TOKYO, Oct 20 (Reuters) Japan's Empress Michiko, who suffered a bout of stress-related illness earlier this year, said she hopes her daughter-in-law recovers from her own ailment which has kept her out of the public eye for years.
Crown Princess Masako has withdrawn from most of her official duties for more than three years because of a stress-induced mental illness, blamed by many royal watchers on pressure to bear a male heir.
Masako and her husband, Crown Prince Naruhito, have one child, 5-year-old Princess Aiko, who cannot inherit the throne under the current males-only succession law.
In comments issued on her 73rd birthday today, Michiko said she wanted to ''watch quietly over'' Masako and Naruhito.
''Now that she seems to be on her way to recovery, which for me is such a joy, I would simply like to continue praying for the full recovery of the Crown Princess,'' she said.
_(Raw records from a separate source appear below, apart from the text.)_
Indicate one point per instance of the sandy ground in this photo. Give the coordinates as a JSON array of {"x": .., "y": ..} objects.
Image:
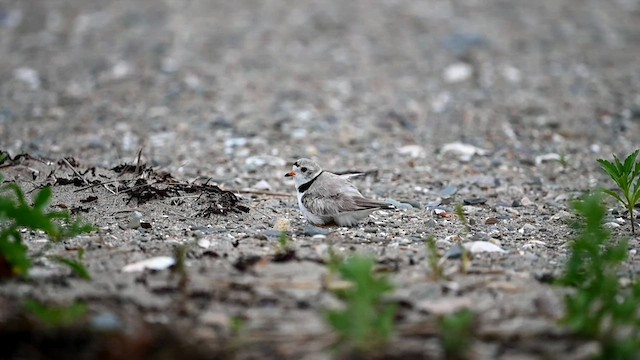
[{"x": 233, "y": 92}]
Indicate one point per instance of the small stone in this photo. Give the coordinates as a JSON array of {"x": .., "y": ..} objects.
[
  {"x": 448, "y": 191},
  {"x": 443, "y": 243},
  {"x": 262, "y": 185},
  {"x": 273, "y": 233},
  {"x": 255, "y": 162},
  {"x": 431, "y": 223},
  {"x": 457, "y": 72},
  {"x": 482, "y": 246},
  {"x": 282, "y": 224},
  {"x": 475, "y": 201},
  {"x": 399, "y": 205},
  {"x": 28, "y": 76},
  {"x": 527, "y": 229},
  {"x": 525, "y": 201},
  {"x": 547, "y": 158},
  {"x": 310, "y": 230},
  {"x": 454, "y": 252},
  {"x": 611, "y": 225},
  {"x": 204, "y": 243},
  {"x": 155, "y": 263},
  {"x": 464, "y": 152},
  {"x": 106, "y": 321},
  {"x": 413, "y": 151},
  {"x": 134, "y": 220}
]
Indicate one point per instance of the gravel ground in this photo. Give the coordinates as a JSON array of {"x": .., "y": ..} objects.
[{"x": 500, "y": 106}]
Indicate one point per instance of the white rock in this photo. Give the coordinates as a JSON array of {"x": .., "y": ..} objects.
[
  {"x": 134, "y": 220},
  {"x": 121, "y": 70},
  {"x": 28, "y": 76},
  {"x": 262, "y": 185},
  {"x": 204, "y": 243},
  {"x": 525, "y": 201},
  {"x": 155, "y": 263},
  {"x": 512, "y": 74},
  {"x": 463, "y": 151},
  {"x": 262, "y": 160},
  {"x": 482, "y": 246},
  {"x": 611, "y": 225},
  {"x": 457, "y": 72},
  {"x": 444, "y": 306},
  {"x": 233, "y": 142},
  {"x": 414, "y": 151},
  {"x": 547, "y": 158}
]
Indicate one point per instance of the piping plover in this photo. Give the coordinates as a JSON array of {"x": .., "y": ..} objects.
[{"x": 326, "y": 198}]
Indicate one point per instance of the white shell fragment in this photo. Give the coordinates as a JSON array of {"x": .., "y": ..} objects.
[
  {"x": 547, "y": 158},
  {"x": 464, "y": 152},
  {"x": 156, "y": 263},
  {"x": 482, "y": 246}
]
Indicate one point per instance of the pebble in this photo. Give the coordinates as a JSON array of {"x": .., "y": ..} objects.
[
  {"x": 527, "y": 229},
  {"x": 262, "y": 185},
  {"x": 255, "y": 162},
  {"x": 431, "y": 223},
  {"x": 28, "y": 76},
  {"x": 134, "y": 220},
  {"x": 475, "y": 201},
  {"x": 310, "y": 230},
  {"x": 464, "y": 152},
  {"x": 399, "y": 205},
  {"x": 457, "y": 72},
  {"x": 448, "y": 191},
  {"x": 106, "y": 321},
  {"x": 547, "y": 158},
  {"x": 611, "y": 225},
  {"x": 476, "y": 247},
  {"x": 413, "y": 151},
  {"x": 525, "y": 201},
  {"x": 443, "y": 243},
  {"x": 491, "y": 221},
  {"x": 273, "y": 233},
  {"x": 454, "y": 252},
  {"x": 282, "y": 224},
  {"x": 155, "y": 263}
]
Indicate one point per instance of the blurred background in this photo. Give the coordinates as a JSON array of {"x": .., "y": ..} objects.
[{"x": 199, "y": 84}]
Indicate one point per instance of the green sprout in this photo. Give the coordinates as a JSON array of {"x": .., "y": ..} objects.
[
  {"x": 56, "y": 316},
  {"x": 17, "y": 214},
  {"x": 600, "y": 308},
  {"x": 626, "y": 174},
  {"x": 366, "y": 323},
  {"x": 457, "y": 333}
]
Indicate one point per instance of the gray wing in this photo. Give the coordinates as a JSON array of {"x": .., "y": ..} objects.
[{"x": 335, "y": 195}]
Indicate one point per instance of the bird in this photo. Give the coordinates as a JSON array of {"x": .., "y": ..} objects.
[{"x": 325, "y": 198}]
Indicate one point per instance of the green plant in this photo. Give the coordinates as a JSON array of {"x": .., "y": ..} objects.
[
  {"x": 457, "y": 334},
  {"x": 17, "y": 214},
  {"x": 56, "y": 316},
  {"x": 366, "y": 323},
  {"x": 600, "y": 309},
  {"x": 626, "y": 174}
]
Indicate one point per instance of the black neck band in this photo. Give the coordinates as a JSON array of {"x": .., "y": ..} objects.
[{"x": 304, "y": 187}]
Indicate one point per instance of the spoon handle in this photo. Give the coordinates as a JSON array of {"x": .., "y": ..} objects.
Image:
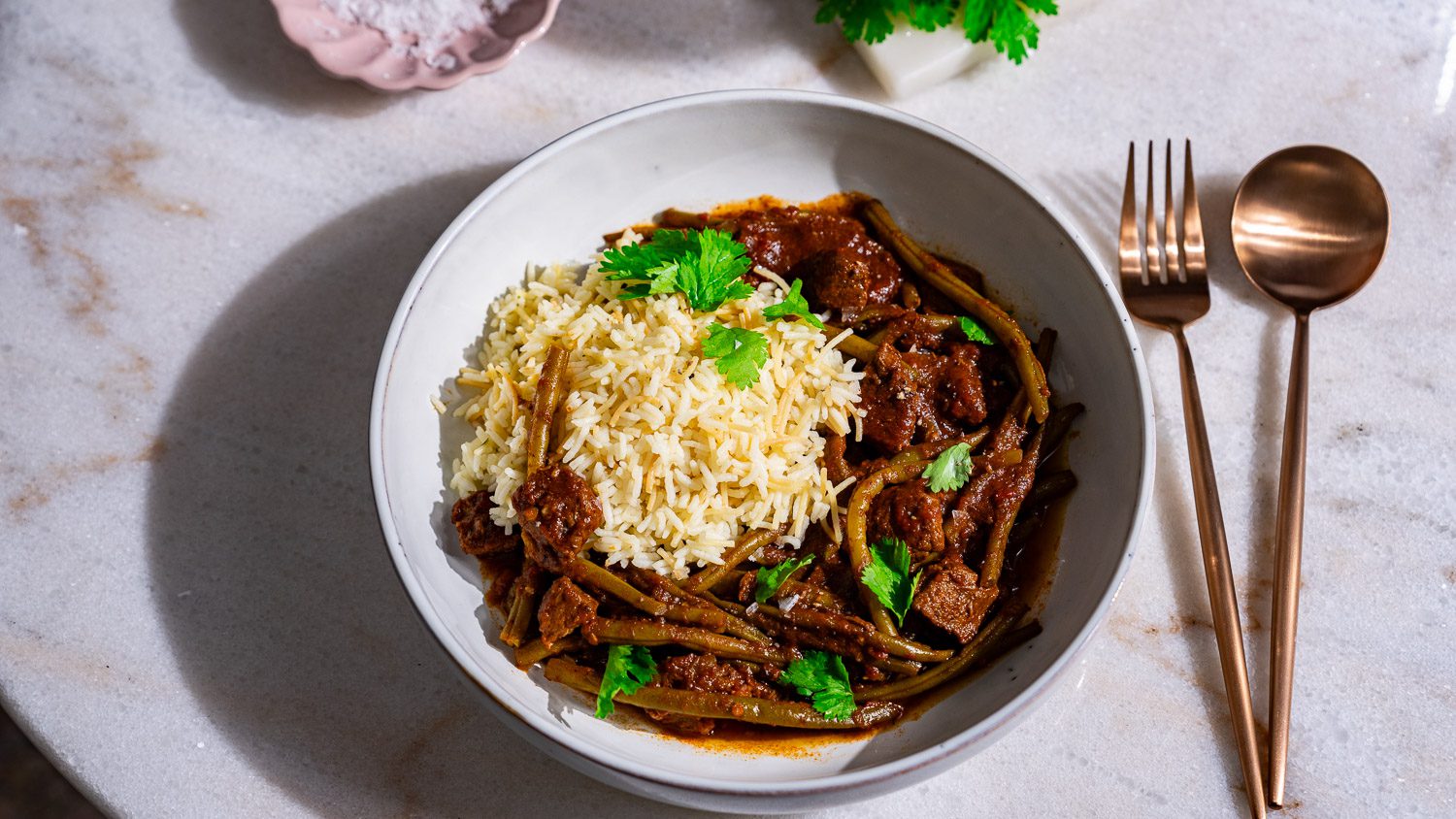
[
  {"x": 1222, "y": 598},
  {"x": 1289, "y": 539}
]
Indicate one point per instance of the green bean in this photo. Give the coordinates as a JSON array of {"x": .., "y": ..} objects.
[
  {"x": 856, "y": 524},
  {"x": 523, "y": 604},
  {"x": 1045, "y": 343},
  {"x": 852, "y": 345},
  {"x": 678, "y": 218},
  {"x": 976, "y": 650},
  {"x": 599, "y": 577},
  {"x": 1057, "y": 426},
  {"x": 1007, "y": 515},
  {"x": 934, "y": 273},
  {"x": 648, "y": 633},
  {"x": 544, "y": 408},
  {"x": 929, "y": 451},
  {"x": 747, "y": 544},
  {"x": 535, "y": 652},
  {"x": 724, "y": 705}
]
The plight of Masako, a Harvard-educated former diplomat, is often compared to that of Michiko, who broke tradition in 1959 when she became the first commoner to marry an heir to the throne.
Michiko won popular acclaim with her hands-on method of bringing up their three children, but suffered repeated bouts of ill health rumoured to have been caused by the demands of the powerful courtiers who organise the lives of the royal family.
Michiko fell ill as recently as March with symptoms of intestinal bleeding in what the Imperial Household Agency said was a likely sign of stress.
She has since recovered and made a 10-day trip to Europe with the emperor in May. She said she currently enjoyed seeing her four grandchildren.